Dejar el fútbol siendo niño | Fútbol | Deportes



Llega el séptimo mes del calendario romano y, como cada año, lo hace con un sopapo de realidad. Después de días de asueto y mar y montaña y juegos, de felicidad, al fin y al cabo, vuelve la rutina y los hombres y las mujeres regresan a la oficina, a la fábrica, a la cocina. Lo hacen en bandadas, como aves migrantes incapaces de elegir, pájaros grises que vuelan en formación hacia un mismo destino. A estos hombres y estas mujeres les siguen también sus niños, para quienes el verano ha sido apenas un suspiro y comienzan a comprender la fugacidad del tiempo. Sentados ocho horas cada día en su pupitre, miran por la ventana del colegio comenzando a preguntarse, tímidamente, por el sentido de todo esto, mientras sus profesores les regañan por no prestar atención a lo importante, la pizarra, ese rectángulo que se supone que les explica el mundo que queda ahí fuera.

Por las tardes, en las que el sol se retira cada jornada un poquito antes, tocan extraescolares, actividades que en teoría se inventaron para complementar las enseñanzas regladas, pero que, en la práctica de esta carrera neocapitalista en la que vivimos, son la encarnación del ansia de los progenitores por crear el trabajador ideal, una especie de Terminator para el mercado laboral. Idiomas, artes, robótica, ajedrez, cada padre y madre pone los ingredientes de la receta que cree que formará al ser perfecto que en el futuro será su hijo. Y, en medio de esta pesadilla agotadora de rutina, está el deporte: el campo de fútbol, la cancha de baloncesto, la piscina, el polideportivo.

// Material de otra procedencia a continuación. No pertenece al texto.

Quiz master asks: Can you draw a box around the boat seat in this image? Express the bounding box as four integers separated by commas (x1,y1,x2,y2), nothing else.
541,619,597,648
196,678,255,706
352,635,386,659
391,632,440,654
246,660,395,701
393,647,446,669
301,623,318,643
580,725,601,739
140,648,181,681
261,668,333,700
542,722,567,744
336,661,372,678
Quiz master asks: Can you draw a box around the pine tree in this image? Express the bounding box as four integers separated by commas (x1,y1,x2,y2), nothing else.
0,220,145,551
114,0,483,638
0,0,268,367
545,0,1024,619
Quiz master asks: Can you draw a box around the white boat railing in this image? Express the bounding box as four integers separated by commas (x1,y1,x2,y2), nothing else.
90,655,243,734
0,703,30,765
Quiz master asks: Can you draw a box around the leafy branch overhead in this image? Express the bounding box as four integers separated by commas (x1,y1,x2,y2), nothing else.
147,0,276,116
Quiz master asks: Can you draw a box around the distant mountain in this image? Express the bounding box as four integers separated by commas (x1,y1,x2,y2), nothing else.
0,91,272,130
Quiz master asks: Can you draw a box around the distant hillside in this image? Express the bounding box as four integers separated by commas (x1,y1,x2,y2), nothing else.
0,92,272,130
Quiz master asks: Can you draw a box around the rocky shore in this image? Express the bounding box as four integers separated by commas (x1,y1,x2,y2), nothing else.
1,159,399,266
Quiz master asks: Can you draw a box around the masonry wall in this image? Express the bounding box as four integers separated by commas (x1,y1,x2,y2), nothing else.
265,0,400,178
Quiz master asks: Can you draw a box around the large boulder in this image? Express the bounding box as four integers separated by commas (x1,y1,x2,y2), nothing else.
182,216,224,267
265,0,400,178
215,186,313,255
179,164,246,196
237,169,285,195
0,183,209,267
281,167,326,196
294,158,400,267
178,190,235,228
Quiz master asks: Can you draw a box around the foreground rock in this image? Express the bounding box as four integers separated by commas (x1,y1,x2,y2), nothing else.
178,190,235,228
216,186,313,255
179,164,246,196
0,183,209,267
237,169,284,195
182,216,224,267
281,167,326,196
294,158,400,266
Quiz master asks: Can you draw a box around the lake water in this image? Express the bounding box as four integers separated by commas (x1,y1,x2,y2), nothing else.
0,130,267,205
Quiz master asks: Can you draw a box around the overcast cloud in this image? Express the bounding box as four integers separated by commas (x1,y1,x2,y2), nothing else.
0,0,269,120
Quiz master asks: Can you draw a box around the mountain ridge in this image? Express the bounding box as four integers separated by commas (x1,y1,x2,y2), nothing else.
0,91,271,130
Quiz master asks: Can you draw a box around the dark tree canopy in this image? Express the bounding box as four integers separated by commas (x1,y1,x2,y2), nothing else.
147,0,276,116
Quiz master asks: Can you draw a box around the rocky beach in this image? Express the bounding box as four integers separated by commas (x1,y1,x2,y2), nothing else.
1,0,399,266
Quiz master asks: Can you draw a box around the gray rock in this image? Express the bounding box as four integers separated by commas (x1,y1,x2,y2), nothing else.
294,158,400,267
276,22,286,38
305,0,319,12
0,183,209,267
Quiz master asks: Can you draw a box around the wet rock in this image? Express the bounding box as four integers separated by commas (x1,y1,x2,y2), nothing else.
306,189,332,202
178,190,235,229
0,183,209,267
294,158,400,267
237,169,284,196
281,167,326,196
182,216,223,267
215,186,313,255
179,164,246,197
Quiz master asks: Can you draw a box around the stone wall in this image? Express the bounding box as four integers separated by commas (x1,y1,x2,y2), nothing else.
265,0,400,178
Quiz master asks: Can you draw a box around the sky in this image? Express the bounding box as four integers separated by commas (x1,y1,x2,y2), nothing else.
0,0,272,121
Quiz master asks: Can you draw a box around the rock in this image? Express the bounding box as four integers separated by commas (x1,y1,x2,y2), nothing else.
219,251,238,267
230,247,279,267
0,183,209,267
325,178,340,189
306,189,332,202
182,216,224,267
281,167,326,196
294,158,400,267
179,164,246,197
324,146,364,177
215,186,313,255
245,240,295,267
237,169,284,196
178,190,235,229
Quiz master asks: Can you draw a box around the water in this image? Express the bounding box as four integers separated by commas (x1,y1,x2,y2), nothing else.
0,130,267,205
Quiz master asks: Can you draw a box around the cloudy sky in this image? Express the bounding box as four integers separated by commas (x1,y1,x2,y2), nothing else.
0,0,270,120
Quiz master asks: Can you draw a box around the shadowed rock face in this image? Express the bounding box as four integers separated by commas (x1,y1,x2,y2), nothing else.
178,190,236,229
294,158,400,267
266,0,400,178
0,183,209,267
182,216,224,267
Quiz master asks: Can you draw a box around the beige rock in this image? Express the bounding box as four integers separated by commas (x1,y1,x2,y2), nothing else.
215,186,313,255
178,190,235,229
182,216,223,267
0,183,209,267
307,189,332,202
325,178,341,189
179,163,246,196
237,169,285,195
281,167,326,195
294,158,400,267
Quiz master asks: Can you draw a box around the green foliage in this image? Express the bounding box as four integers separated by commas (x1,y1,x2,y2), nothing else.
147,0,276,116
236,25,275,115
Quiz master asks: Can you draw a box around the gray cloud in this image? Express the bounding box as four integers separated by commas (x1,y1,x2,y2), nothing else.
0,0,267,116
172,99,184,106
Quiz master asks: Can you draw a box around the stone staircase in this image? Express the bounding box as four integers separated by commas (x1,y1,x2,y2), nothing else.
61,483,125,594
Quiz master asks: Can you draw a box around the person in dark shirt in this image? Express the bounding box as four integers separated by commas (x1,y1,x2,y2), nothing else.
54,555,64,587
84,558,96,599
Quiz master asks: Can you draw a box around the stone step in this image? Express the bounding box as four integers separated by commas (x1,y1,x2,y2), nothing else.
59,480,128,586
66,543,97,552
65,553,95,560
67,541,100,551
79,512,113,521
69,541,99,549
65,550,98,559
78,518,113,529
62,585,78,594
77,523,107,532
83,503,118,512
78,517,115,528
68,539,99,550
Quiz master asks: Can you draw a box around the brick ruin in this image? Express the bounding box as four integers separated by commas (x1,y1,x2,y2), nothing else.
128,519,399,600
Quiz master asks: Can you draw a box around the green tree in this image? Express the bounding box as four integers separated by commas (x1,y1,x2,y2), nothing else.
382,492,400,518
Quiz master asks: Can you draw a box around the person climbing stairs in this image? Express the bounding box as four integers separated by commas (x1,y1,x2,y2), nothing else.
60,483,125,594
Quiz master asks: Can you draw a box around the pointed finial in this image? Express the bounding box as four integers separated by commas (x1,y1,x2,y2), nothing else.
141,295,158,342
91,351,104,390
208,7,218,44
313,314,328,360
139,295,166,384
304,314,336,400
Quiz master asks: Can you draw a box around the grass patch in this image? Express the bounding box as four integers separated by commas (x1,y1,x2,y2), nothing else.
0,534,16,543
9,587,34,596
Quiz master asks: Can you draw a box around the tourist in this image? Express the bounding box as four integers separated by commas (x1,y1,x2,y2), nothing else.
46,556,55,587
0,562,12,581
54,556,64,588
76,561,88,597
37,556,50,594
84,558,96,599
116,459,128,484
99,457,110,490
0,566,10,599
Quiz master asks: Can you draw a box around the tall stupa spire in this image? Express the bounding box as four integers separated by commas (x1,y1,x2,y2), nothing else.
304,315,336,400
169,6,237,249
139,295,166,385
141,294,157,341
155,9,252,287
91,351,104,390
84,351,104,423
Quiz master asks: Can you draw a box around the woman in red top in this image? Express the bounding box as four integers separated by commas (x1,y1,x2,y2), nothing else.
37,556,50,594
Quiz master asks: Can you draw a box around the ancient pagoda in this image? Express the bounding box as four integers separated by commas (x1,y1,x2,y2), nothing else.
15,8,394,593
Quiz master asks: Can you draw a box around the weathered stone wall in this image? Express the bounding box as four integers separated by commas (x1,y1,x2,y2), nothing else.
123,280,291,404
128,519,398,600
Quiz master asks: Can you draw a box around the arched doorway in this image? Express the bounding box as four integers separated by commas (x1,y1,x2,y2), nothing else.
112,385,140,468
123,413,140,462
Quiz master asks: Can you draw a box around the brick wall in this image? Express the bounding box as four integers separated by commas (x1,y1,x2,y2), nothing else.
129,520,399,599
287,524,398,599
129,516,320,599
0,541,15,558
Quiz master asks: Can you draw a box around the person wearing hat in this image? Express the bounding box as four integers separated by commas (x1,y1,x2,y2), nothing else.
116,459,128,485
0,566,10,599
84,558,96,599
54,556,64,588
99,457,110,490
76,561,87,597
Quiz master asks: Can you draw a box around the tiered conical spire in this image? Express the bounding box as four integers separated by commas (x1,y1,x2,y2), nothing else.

Cabe preguntarse si es realmente positivo para un niño, en este contexto de exigencia del día a día, jugar un deporte grupal como el fútbol. ¿Es bueno desde el punto de vista educativo entrenar dos o tres veces por semana, muchas veces de noche y bajo la lluvia y el frío, después de inglés y antes de los deberes de matemáticas y lengua? Yo creo que sí, que por supuesto, pero que depende de en qué manos esté ese niño cuando entra en el campo de juego. Parece una obviedad, sin embargo, mientras que seleccionamos el colegio y la academia de idiomas con dedicación y preocupación, en el equipo lo damos todo por hecho. En la escuela nos interesamos por el currículum educativo que tendrá nuestro hijo, quién será el profesor, cuál el método de trabajo, pero en el club de fútbol damos total libertad para que el entrenador o director deportivo de turno use a nuestros pequeños como fichas de un tablero, decida qué hacer con él y, sin más explicaciones, lo mueva de un equipo a otro, del de los buenos al de los malos o viceversa.

Llámenme idealista, pero yo soy de los que creen que el campo de entrenamiento ha de ser para los niños un refugio, un paréntesis de la realidad que queda fuera, un lugar del que salir reforzados para el día a día y no al contrario, nunca un espacio que les dañe. Dicho de otro modo: ha de ser un juego, algo que les divierta y les permita pensar en otra cosa que no sean las obligaciones, sus padres y los profesores. Nunca, bajo ningún concepto, un lugar en el que recibir más presión de la que ya acarrean en su vida, en el que se les transmita que no dan la talla o, no sé qué es peor, se les exija como si fueran adultos.

Estas semanas he conocido varios casos de niños que han dejado de jugar porque se les ha hecho ver que son malos y otros tantos de pequeños que no quieren volver a vestirse de corto porque se les ha exigido demasiado en la cancha. Siendo el fútbol su pasión, lo que más les gusta, estos pequeños han terminado por echarse a un lado. Cada uno de esos niños encarna un fracaso: el de los clubes que no entienden que tratan con niños, el de los padres que han permitido que alguien rompa en pedazos el sueño de sus hijos, el de un fútbol que ha dejado a ojos de estos pequeños de ser un juego.